Madoff war wegen seiner exzellenten Reputation in der jüdischen Gesellschaft sehr verehrt. Dort rekrutierte er in New York oder Palm Beach seine Anleger. In Palm Beach war die Nachricht von seiner Verhaftung daher eingeschlagen wie eine Bombe. Ein Teilnehmer einer jüdischen Wohltätigkeitsveranstaltung am Abend danach habe die Stimmung mit dem Untergang der Titanic verglichen, berichtet Autor Leamer. „Das Schiff sank, und die Leute schrien: ‚Ich haben dies verloren und das verloren.‘ Und alle Leute waren betrunken, selbst die, die sonst nie trinken.“
Der Verlust von Geld ist in Palm Beach vielleicht noch schlimmer als anderswo. In dem Ort, wo sich vieles, wenn nicht alles um Geld dreht, bedeutet das auch gesellschaftliche Ächtung. Margrit Bessenroth, die in Palm Beach einen Friseursalon und eine Boutique führt, erzählt von einer Kundin, die 18 Millionen Dollar verloren hat. „Die meisten reden aber nicht darüber“, sagt die Deutsche. „Wenn man viel Geld hat, ist man angesehen. Wenn man keins mehr hat, ist man nicht mehr angesehen. So einfach ist das hier.“
Im Dezember, als der Madoff-Skandal erstmals Schlagzeilen machte, beginnt auch der Höhepunkt des gesellschaftlichen Lebens von Palm Beach, die Saison der Bälle und Wohltätigkeitsveranstaltungen. „Normalerweise beginnt die Saison mit einer freudigen Stimmung“, sagt Adele Kahn, die seit 1971 in Palm Beach lebt. „In diesem Jahr haben wir davon nichts gespürt.“ Kahn, die in ihrem House of Kahn mit Juwelen aus Nachlässen und antikem Schmuck handelt, öffnet eine rote Schatulle, die den Blick auf ein funkelndes Stück aus Diamanten freigibt. „Das hat mit Madoff zu tun“, sagt sie, ohne den Namen der Kundin zu nennen, die ihr das Halsband verkaufen musste. Miss Kahn stellt ihren Kunden keine Fragen.
„We got hurt“
Diskretion ist Teil ihres Geschäfts. „Man darf den Leuten nicht den Stolz nehmen“, sagt sie. Aber die Frau mit der roten Schatulle hatte ihr den Grund für den Notverkauf dennoch anvertraut. „We got hurt“ – wir sind verletzt worden“, habe sie gesagt, berichtet Kahn. Sie benutzt dieses Wort – hurt – häufig, wenn die Rede auf Madoffs Opfer kommt. Es ist eine ungewöhnliche Wortwahl. Genauso gut könnte sie davon reden, dass die Opfer Geld verloren haben oder pleite sind. Hurt geht tiefer – verletzen oder auch kränken bedeutet es.
Wer in der Welt von Palm Beach seine Diamanten verkaufen muss, ist besonders verzweifelt. „Juwelen sind das Letzte, von dem sich die Leute trennen“, weiß Kahn. Kahn, selber Jüdin, wird ungehalten, wenn sie über den Juden Madoff redet. „Warum musste er das Geld von seinen eigenen Leuten nehmen? Ich habe mehr Respekt für die Mafia als für Madoff“, schimpft sie.

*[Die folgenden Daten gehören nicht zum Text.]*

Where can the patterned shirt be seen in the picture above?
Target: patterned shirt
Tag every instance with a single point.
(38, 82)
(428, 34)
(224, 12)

Madoffs Jagdgrund in Florida war der Palm Beach Country Club. Der Golfclub in bester Lage am Atlantik, vor dem die amerikanische Flagge weht und Karossen der Marken Bentley und Lexus parken, war einst gegründet worden, weil Juden in den Clubs der protestantischen Elite keinen Zugang hatten – und immer noch nicht haben.
Der Country Club hat besondere Aufnahmevoraussetzungen. Die Kandidaten für eine Mitgliedschaft gehen durch einen rigoroseren Ausleseprozess als bei dessen protestantischen Pendants, dem Everglades oder dem Bath & Tennis Club. Die Verhältnisse, aus denen sie stammen, werden gründlich überprüft, und sie müssen neben der Mitgliedsgebühr von rund 300.000 Dollar auch bedeutende Spenden an wohltätige Organisationen, besonders an jüdische Institutionen und an Israel, gemacht haben. Das Geld muss zudem sauber sein. Wer sein Vermögen als Ausbeuter von Mietern in Armenvierteln oder auch nur als Betreiber eines Müllkonzerns gemacht hat, kommt nicht hinein. Madoff war dort seit 1996 Mitglied.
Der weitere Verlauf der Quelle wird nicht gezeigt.